Uploading assets

Upload | QBank | HTML5

It is hard to upload files over the web! Specifically it is hard to upload many and/or large files. The main problems lies in the limited resources of time and space, but we also have to handle browser differences and make the process easy for the user.


We use PHP as our back-end and one thing that every programmer who uses PHP soon learns is that every process is time limited. The limit is usually in the range of 20-60 seconds. When that limit is up, the execution is shut down, no matter what. This means that we have to complete the upload within the allotted time or we are left with an incomplete file, usually thrown away, and the user is shown an error. The time limit is a setting and can be extended, but there is of course a downside, a longer time limit makes the server more sensitive to errors. The time limit exists to restart processes that somehow are stuck and not doing any good. The reasoning is that by using a relative short time limit the server will never be unresponsive for a long time as stuck processes are restarted quickly.
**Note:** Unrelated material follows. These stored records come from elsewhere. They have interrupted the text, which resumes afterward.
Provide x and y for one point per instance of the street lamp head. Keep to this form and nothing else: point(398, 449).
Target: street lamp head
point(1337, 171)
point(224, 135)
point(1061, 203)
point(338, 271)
The solution is to keep processing of the uploaded file to a minimum and offload heavy work onto processes specifically designed for it. We make sure to only upload in short bursts and just store the file before returning. This way we keep the the probability that we would ever hit the time limit very low. When an upload is complete messages are sent out to the processes which does the time consuming work. These processes are not time limited and are not exposed to the user, which means that if they get stuck for a longer time it is not a big deal.


Files occupy space, whether it is in memory or storage. When a process is receiving a file during upload, the file resides in the process memory. Until recently the maximum allowed upload size for a PHP process was 2GB regardless of how much memory was available. A large file also takes a long time to transfer which may cause troubles described previously. Our solution is to use a technique known as chunking which means that we only send a small part of the file at a time, minimizing its space requirement. We then reassemble the pieces on the server and once they are all transferred we store the complete original file. Typically this is only done if the file being transferred is larger then a certain threshold as small files would be less then one "chunk" anyway.


All browsers are different and all implement the standards differently. While competition is great for technical progress, it can be a nightmare to flatten out the bumps to ensure that our code is run the same. To maximise the abilities we like to utilize HTML5, but being such a new technology not all browsers have implemented all the APIs. Some browsers are more behind then others and some are harder to keep updated as well, *cough* Internet Explorer *cough*.

This meant that we have to use fallbacks so that those stuck with older browsers are not left behind. We do this by using libraries that emulate the behaviour should it have implemented the standard fully, effectively filling in the gaps. These libraries are commonly known as polyfills. By using the polyfills we fully support IE9+.

User experience

When the user uploads many and/or large files, he/she is usually left to wait for the upload to finish before resuming work. This is not ideal as it breaks the workflow. QBank 3 allows the user to continue working by letting the user index the files currently uploading. It is also possible to hide the dialog and let the upload finish in the background. The interface is nicely presented with large and easily understood progress bars displaying the status.

We believe that we have created one of the best uploading experiences out there, and if there is a need to automate the uploading there are transfer agents.